Hermann Haller begegnet der Abstraktion
Der Zürcher Künstler Hermann Haller (1880–1950) ist bekannt für seine figürlichen Darstellungen. Diese entwickelte er, während viele seiner damaligen Künstlerkolleg*innen sich der Abstraktion zuwandten. Die diesjährige Gruppenausstellung «Abstrakt gedacht» im Atelier Haller lotet dieses Spannungsfeld zwischen Figuration und Abstraktion aus.
Den Fotografien, Malereien, Aquarellen und Skulpturen der derzeit im Atelier Haller gezeigten zeitgenössischen Künstlerinnen Kyra Tabea Balderer, Clare Goodwin, Sonia Kacem, Sabine Schlatter und Shannon Zwicker ist eines gemeinsam: Sie weisen gegenständliche Bezüge sowie Bezüge zur klassischen Avantgarde auf. Mehr noch, sie sind zu einem Grossteil speziell für die Ausstellung entwickelt und umgesetzt worden. Im Spannungsfeld zwischen Figuration und Abstraktion treten sie mit Hermann Hallers Frauenfiguren in einen Dialog und lassen das figurative Werk des einst berühmten Bildhauers in neuem Licht erscheinen.
Ausgangspunkt war die Überlegung, dass Hallers erfolgreichste Schaffensphase zeitgleich zu jenen künstlerischen Bewegungen stattfand, die unter anderem den Weg von der Figuration zur Abstraktion beschritten.

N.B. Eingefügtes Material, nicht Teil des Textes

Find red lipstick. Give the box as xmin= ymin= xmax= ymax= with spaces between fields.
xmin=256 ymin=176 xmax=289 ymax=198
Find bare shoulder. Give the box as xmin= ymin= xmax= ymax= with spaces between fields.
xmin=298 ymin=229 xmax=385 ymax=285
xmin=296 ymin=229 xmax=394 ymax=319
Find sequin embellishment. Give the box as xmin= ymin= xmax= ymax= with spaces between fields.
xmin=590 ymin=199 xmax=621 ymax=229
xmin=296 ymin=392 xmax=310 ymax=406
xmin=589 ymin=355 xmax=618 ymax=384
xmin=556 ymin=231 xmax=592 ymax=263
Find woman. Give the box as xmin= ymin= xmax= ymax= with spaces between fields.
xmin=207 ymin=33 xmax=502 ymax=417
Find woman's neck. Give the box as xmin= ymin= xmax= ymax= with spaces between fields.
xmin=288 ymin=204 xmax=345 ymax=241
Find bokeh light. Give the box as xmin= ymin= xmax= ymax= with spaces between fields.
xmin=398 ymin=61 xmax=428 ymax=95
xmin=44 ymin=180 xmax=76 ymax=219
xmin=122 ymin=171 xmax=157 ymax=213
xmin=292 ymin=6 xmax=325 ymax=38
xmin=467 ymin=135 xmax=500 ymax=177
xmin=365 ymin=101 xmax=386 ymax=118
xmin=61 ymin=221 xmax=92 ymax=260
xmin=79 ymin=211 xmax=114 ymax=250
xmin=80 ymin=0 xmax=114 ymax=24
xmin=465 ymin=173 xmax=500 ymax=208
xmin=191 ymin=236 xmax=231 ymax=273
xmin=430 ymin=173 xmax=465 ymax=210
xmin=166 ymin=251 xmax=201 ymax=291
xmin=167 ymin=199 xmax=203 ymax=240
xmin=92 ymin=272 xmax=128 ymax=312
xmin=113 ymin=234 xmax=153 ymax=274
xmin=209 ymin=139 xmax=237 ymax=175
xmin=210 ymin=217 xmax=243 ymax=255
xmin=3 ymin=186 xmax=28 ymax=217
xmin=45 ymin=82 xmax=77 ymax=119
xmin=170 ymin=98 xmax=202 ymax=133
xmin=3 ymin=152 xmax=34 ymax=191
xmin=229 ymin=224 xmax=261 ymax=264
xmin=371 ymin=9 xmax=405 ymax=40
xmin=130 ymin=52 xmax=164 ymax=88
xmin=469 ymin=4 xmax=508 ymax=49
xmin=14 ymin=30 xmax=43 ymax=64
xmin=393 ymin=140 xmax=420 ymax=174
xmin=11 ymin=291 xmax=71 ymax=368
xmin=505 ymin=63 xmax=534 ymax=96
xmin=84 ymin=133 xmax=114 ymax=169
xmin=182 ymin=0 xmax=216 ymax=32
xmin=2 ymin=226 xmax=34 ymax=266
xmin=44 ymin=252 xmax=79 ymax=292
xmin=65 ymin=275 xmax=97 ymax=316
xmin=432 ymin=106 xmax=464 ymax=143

Der Künstler stand zwar diesen Bewegungen persönlich nahe, blieb aber in seiner Arbeitsweise weitgehend unbeirrt davon und seinem klassischen Stil ein Leben lang treu. Einzig die grobe Bearbeitung der Oberflächen der Plastiken aus seiner letzten Werkphase sowie die Posen der tanzenden Figuren, die unmittelbar vom Ausdruckstanz inspiriert sind, zeugen von der Vertrautheit des Bildhauers mit der Avantgarde und lassen gewisse Einflüsse der neuen Kunstströmungen vermuten.
Bilder mit Keramik
Ausgehend von den Formen und Farben von Hallers Plastiken hat die für ihre geometrisch-konkrete Malerei bekannte Künstlerin Clare Goodwin (*1973, lebt und arbeitet in Zürich) mehrere abstrakte Gemälde aus Keramik-Fliesen komponiert. In einem zeitaufwendigen Arbeitsprozess bemalte und glasierte sie jede der selbst gebrannten Kacheln mit Farben aus ihrer persönlichen Farbpalette. Anschliessend arbeitete Goodwin intuitiv und direkt vor Ort an der Komposition der einzelnen Bilder.
Durch ihre Platzierung auf dem Boden statt an der Wand erinnern die Malereien an tiefe Sockel oder Bühnenelemente für die darauf oder daneben stehenden Figuren Hallers. Goodwin gelingt es, den Frauenskulpturen Raum zu geben und ihnen respektvoll und auf Augenhöhe zu begegnen. Weil Goodwins Bilder auch als Display für die Präsentation von Werken des Bildhauers dienen, oszillieren sie zwangsläufig zwischen Kunst und Design, wobei für die Künstlerin der malerische Moment im Vordergrund steht. Die Betrachtung der Bilder als solcher erfolgt notwendigerweise ‹von oben› und kann aus der Ateliergalerie intensiviert werden. Gerade aus dieser Perspektive zeigt sich besonders deutlich der Zusammenhang zwischen Figuration und Abstraktion, der Goodwins künstlerischem Interesse zugrunde liegt. Die Künstlerin nennt die Auseinandersetzung mit der menschlichen Figur als Ausgangspunkt für die Entwicklung ihrer abstrakten Bildsprache, bei der sie bewusst mit ikonischen Formen und Motiven der Kunstgeschichte spielerisch und behutsam umgeht.